The shelter will offer services such as job training and placement, and mental health treatment and care. The goal is to have veterans eventually become mentors to others entering the program.
About 20 percent of Camden County's homeless are veterans, according to VOA's most recent survey.
"We are continually surprised at the number of veterans out there," said Dan Lombardo, president and chief executive officer of VOA in Collingswood.
The impetus for the $2.4 million shelter came two years ago when the group discovered a number of veterans living in Camden's Tent City, he said.
"It's not just Vietnam-era vets. It's Iraqi and Afghani vets. These are folks who deserve consideration and support for sacrificing a lot for their country. They should have someplace to go," Lombardo said.
The federal government has made strides in reducing the ranks of the chronically homeless and of veterans who are homeless, although it will probably not reach its goal of ending homelessness among those populations by 2015, according to an annual report from the Department of Housing and Urban Development released this week.

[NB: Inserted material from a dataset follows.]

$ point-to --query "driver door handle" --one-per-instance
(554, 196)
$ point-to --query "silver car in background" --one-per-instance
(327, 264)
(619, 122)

The number of homeless veterans declined from 76,300 in 2010 to about 67,500 in 2011, the most recent survey by the U.S. Department of Veterans Affairs and HUD reports.
After an increase from 2009 to 2010, homelessness in Camden County also has been on the decline, with about 662 homeless - 16 percent of them veterans - on any given night, according to the county's most recent point-in-time survey.
The actual number varies from month to month, from 60 into the hundreds, said Gino Lewis, Camden's community development director, but those numbers could go up as federal stimulus money runs out.
"We're looking to consolidate services," he said. "We do anticipate more" homeless veterans.
Lombardo said he, too, expects numbers to rise with the economy stagnating and more veterans returning home. Not only are there fewer jobs, many veterans return with mental health or substance-abuse problems.
"Folks are coming back and finding an environment that's really changed," he said.
Many of those homeless servicemen and women find their way to Camden because of the bounty of services that they can't find elsewhere in the region, from shelters to job training and mental-health care.
"If someone is homeless in Burlington or Gloucester Counties, 9 times out of 10 they end up in Camden," said Dan Keashen, a Camden County spokesman.
Freeholder Ian Leonard, a staff sergeant in the 177th Fighter Wing, New Jersey Air National Guard reserve unit, said they don't always get the help they need.
"People put them on buses and trains and say, 'If you go to Camden, they'll help you out,' but that's not always the case. Then they get stuck here and they have substance abuse or mental health issues and they don't want to go through traditional means of treatment."
With the Home for the Brave, he said, "they'll have somewhere to stay where it's warm and they'll get help all around."